IED 502 may include a communication interface 502 configured to communicate with a communication network. IED 502 may communicate with other IEDs or other devices or systems (e.g., a SCADA system, a wide-area situational awareness system, etc.). The communication interface 502 may be embodied as a network interface, optical interface, a serial interface, or a variety of other types of communication interfaces. IED 502 may also include a time input 504, which may be used to receive a time signal from a Navigation Satellite System (GNSS) or other system, such as the WWVB system. In certain embodiments, a common time reference may be received via network interface 502, and accordingly, a separate time input 504 and/or Global time input 506 may not be necessary. One such embodiment may employ the IEEE 1588 protocol.
A monitored equipment interface 508 may be configured to receive equipment status information from, and issue control instructions to a piece of monitored equipment, such breaker 542. In some embodiments, the equipment status information and/or control instructions may be communicated over the communications interface 502.
A computer-readable storage medium 510 may be the repository of one or more modules and/or executable instructions configured to implement any of the processes described herein. A data bus 512 may link monitored equipment interface 508, time input 504, communication interface 502, and the computer-readable storage medium 510 to a processor 514.
Processor 514 may be configured to process communications received via communications interface 502, time input 504, and/or monitored equipment interface 508. Processor 514 may operate using any number of processing rates and architectures. Processor 514 may be configured to perform various algorithms and calculations described herein using computer executable instructions stored on computer-readable storage medium 510. Processor 514 may be embodied as a general purpose integrated circuit, an application specific integrated circuit, a field-programmable gate array, and/or other programmable logic devices.

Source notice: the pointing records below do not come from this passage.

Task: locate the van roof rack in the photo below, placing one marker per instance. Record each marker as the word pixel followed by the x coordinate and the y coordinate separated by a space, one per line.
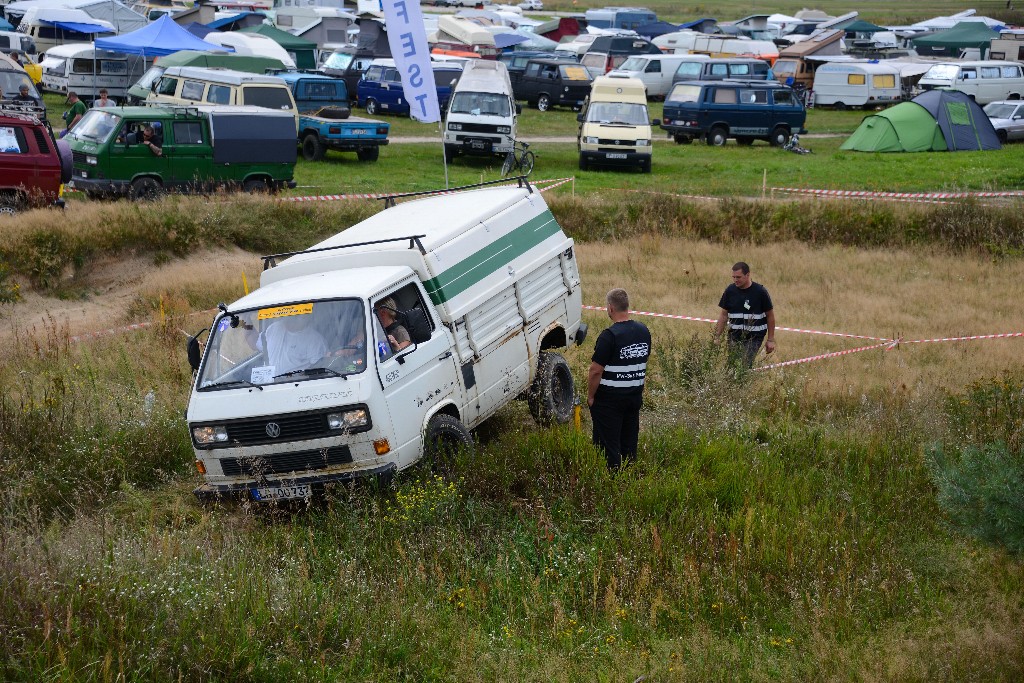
pixel 270 260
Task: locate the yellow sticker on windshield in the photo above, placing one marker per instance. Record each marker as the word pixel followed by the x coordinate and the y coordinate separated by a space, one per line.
pixel 284 311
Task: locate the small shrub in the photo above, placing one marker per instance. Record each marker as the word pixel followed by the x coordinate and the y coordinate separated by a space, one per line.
pixel 981 491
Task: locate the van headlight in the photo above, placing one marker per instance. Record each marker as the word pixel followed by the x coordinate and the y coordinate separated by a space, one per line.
pixel 210 434
pixel 348 419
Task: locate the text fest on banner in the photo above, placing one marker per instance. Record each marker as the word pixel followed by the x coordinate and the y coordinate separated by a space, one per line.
pixel 408 38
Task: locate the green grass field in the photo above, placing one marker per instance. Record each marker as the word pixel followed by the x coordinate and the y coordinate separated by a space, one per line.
pixel 850 519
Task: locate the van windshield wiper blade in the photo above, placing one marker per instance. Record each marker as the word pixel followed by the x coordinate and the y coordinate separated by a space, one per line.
pixel 230 382
pixel 312 371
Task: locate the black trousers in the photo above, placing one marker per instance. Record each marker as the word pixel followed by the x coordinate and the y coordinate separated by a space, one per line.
pixel 616 428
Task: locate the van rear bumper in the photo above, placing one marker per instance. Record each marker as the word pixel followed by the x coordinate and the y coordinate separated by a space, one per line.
pixel 213 492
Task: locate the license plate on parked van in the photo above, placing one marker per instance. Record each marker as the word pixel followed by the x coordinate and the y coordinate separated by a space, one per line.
pixel 281 493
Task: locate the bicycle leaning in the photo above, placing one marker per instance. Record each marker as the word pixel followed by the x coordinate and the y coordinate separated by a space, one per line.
pixel 523 161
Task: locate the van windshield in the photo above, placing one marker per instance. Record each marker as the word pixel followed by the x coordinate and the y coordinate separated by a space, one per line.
pixel 619 114
pixel 942 73
pixel 339 60
pixel 480 103
pixel 95 126
pixel 288 343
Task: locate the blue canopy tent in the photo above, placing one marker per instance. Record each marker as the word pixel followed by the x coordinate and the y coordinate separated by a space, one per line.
pixel 160 38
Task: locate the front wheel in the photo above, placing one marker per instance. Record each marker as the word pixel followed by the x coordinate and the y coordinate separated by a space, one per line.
pixel 368 154
pixel 526 162
pixel 312 147
pixel 551 395
pixel 443 438
pixel 779 137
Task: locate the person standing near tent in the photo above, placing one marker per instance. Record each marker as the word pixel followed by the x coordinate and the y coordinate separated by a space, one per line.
pixel 74 113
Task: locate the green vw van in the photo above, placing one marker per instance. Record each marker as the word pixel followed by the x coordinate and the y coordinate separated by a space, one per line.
pixel 195 148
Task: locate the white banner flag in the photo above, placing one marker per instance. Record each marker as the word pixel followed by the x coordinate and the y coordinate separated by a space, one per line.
pixel 408 38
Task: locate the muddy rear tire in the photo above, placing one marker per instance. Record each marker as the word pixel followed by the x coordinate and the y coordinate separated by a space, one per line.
pixel 551 396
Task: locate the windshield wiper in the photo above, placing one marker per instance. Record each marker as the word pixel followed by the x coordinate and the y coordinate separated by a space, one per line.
pixel 312 371
pixel 230 382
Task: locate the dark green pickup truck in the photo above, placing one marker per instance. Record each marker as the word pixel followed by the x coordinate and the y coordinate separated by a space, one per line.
pixel 195 150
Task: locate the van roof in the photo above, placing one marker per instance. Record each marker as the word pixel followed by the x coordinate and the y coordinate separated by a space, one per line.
pixel 619 87
pixel 484 76
pixel 218 75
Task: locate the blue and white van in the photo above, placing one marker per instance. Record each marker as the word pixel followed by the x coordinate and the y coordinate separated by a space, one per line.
pixel 380 88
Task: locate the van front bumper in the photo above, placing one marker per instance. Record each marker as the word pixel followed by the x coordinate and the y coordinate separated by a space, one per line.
pixel 615 157
pixel 244 491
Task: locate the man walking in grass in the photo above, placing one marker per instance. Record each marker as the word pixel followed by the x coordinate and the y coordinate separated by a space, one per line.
pixel 747 308
pixel 614 384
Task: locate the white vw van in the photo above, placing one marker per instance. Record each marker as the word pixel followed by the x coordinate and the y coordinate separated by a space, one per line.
pixel 982 81
pixel 481 115
pixel 308 380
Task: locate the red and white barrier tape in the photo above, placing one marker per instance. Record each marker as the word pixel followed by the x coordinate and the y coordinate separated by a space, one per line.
pixel 897 196
pixel 377 196
pixel 712 319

In certain embodiments, IED 502 may include a sensor component 516. In the illustrated embodiment, sensor component 516 is configured to gather data from a conductor 546 using a voltage transformer 518 and a current transformer 520. Voltage transformer 518 may be configured to step-down the voltage (V) on conductor 546 to a magnitude that can be readily monitored and measured by IED 502. Similarly, current transformer 520 may be configured to proportionally step-down a current flowing through conductor 546 to a magnitude that can be readily monitored and measured by IED 502. Various other instruments may be used to obtain signals from electric power delivery systems including, for example, Rogowski coils, optical transformers, and the like.
An analog-to-digital converter 526 may sample and/or digitize the measured voltage and/or current signals to form corresponding digitized current and voltage signals. A/D converter 526 may be connected to processor 514 by way of a bus 512, through which digitized representations of current and voltage signals may be transmitted to processor 514. As described above, processor 514 may be used to apply equipment status, measurements, and derived values to an IED module. In some embodiments, a separate device may be used in place of a sensor component 516 for providing signals from the conductor 546 to the IED 502. In some embodiments, a separate device may be configured to obtain signals from the electric power delivery system (such as voltage and/or current signals), and create digitized representations of the signals (for example current and voltage signals), apply a time stamp, and/or supply such information to the IED 502. In certain embodiments, the information that has been described as received from sensor component 516 is instead received from communications interface 502.
A monitored equipment interface 508 may be configured to receive status information from, and issue control instructions to a piece of monitored equipment, such as breaker 542. According to some embodiments, control instructions may also be issued via communications interface 502. Control instructions issued via communications interface 502 may be transmitted, for example, to other distributed controllers, coordination controllers, IEDs, or the like (not shown), which in turn may issue the control instruction to a piece of monitored equipment. Alternatively, the piece of monitored equipment may receive the control instruction directly via its own communications interface.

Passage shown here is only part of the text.